This project explored the Storm Data database of the National Weather Service to answer two basic questions about the effects of severe weather events. Data from 1996 to 2011 wll be used since these years contain the most complete data. The first part of the project seeks to ascertain those severe weather events that are most harmful to the health of the population. The fatalities and injuries incurred by these events will be examined here. The second part of the project seeks to ascertain which severe weather events have the greatest economic consequences. Property and crop damage incurred by these events will be examined. This project assumes that the compressed data file “repdata_data_StormData.csv.bz2” is stored in the working directory.
library(dplyr)
##
## Attaching package: 'dplyr'
##
## The following objects are masked from 'package:stats':
##
## filter, lag
##
## The following objects are masked from 'package:base':
##
## intersect, setdiff, setequal, union
library(lubridate)
The compressed file was read and loaded into the stormData Variable with stringsAsFactors set to FALSE.
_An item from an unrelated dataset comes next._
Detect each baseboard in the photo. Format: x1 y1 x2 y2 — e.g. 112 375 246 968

stormData <- read.csv("repdata_data_StormData.csv.bz2", header=TRUE, sep=",", stringsAsFactors = FALSE)
The Date variable was created to format the BGN_DATE variable as a date. This will be used as the date of the occurrence of the severe storm weather event. The thinking is that the weather occurrence date will be taken as the day the occurrence began.
stormData2 <- mutate(stormData, Date = mdy_hms(BGN_DATE))
Only a subset of the data will be used for the analysis. According to the National Climatic Data Centre (https://www.ncdc.noaa.gov/stormevents/details.jsp) only the data from 1996 to 2011 is complete. Therefore, only this data will be used for the analysis for this project.
selectData <- filter(stormData2, year(Date)>= 1996 & year(Date)<=2011)
It is assumed that the PROPDMGEXP and CROPDMGEXP is the multiplier for the PROPDMG and CROPDMG fields respectively. Therefore the data was adjusted as follows:
- K was converted to 1000
- B was converted to 1000000000
- M was converted to 1000000
- other values were converted to 1
selectData$PROPDMGEXP[selectData$PROPDMGEXP == "K"] <- 1000
selectData$PROPDMGEXP[selectData$PROPDMGEXP == "B"] <- 1000000000
selectData$PROPDMGEXP[selectData$PROPDMGEXP == "M"] <- 1000000
selectData$PROPDMGEXP[selectData$PROPDMGEXP == ""] <- 1
selectData$PROPDMGEXP[selectData$PROPDMGEXP == "0"] <- 1
selectData$CROPDMGEXP[selectData$CROPDMGEXP == "K"] <- 1000
selectData$CROPDMGEXP[selectData$CROPDMGEXP == "B"] <- 1000000000
selectData$CROPDMGEXP[selectData$CROPDMGEXP == "M"] <- 1000000
selectData$CROPDMGEXP[selectData$CROPDMGEXP == ""] <- 1
The PROPDMGEXP and CROPDMGEXP fields were then converted to numeric
selectData$PROPDMGEXP <- as.numeric(selectData$PROPDMGEXP)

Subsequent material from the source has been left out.